Photo of Keysa Garcia @keysadilaa in Toledo, Spain // Photo taken by Carlos Rojas @carlos_gucci

On June 11th of 2019, my Professor, John W. Bailly advised the entire Spain Honors Study Abroad class to dress in our best “hiking gear” for class tomorrow in Toledo. Immediately after hearing this I began to ask myself what did I get myself into… However, I accepted the news. On the morning of June 12th, I was rushing my way through breakfast and putting on my new black Decathlon cropped leggings making sure I suited Professor Bailly’s hiking gear standards.
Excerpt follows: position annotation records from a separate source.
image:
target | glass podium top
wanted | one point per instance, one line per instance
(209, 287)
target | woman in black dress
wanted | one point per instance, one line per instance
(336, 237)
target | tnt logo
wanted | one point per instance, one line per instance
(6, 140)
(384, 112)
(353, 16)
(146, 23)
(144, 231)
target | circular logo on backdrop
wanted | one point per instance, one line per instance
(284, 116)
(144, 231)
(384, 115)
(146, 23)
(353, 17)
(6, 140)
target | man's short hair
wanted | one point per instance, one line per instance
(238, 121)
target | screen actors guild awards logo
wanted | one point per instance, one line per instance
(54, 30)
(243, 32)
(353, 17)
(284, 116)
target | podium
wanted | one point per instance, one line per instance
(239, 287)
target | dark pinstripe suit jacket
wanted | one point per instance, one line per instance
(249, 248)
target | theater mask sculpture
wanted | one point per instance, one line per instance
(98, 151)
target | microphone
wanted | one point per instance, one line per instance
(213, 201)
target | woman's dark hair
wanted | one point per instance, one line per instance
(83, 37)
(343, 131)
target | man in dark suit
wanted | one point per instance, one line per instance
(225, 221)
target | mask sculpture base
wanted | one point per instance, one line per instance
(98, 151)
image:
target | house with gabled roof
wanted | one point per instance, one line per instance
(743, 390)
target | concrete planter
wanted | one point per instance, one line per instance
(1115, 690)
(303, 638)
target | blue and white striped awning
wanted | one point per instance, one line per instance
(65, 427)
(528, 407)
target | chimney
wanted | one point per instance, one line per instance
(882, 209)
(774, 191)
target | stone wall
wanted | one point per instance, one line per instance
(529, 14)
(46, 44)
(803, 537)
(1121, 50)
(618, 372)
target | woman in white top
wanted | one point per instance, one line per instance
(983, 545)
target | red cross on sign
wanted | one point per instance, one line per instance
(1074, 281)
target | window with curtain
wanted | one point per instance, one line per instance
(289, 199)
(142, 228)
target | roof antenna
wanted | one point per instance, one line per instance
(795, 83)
Prior to this trip and hike in Toledo, my life felt fuzzy. I found myself to be trapped inside a lost and found box, as if I were a sweater or a pair glasses that an elementary school child had left behind after a long day of learning how to add and subtract. Arriving to Toledo and walking over to Zocodover, I was thanking myself for signing up for OrangeTheroy and all those days where we had to put our treadmill incline at 10.0. As we finished our tour, and finished our lunch. I knew that the hike was going to start once Bailly released his man-bun and let all 17 of us (18 with Vicky) admire his lucious silver strands. We commenced our hike with our collapsible water bottles in one hand, and fear in the other. The hike continued and my biggest worry was what rock to put my foot on. At that moment I truly felt the fuzz from Miami fade away and I began to submerge myself in the views that El Greco painted which became complete clarity. I felt like I was able to leave the lost and found box and escape to what nature had to offer.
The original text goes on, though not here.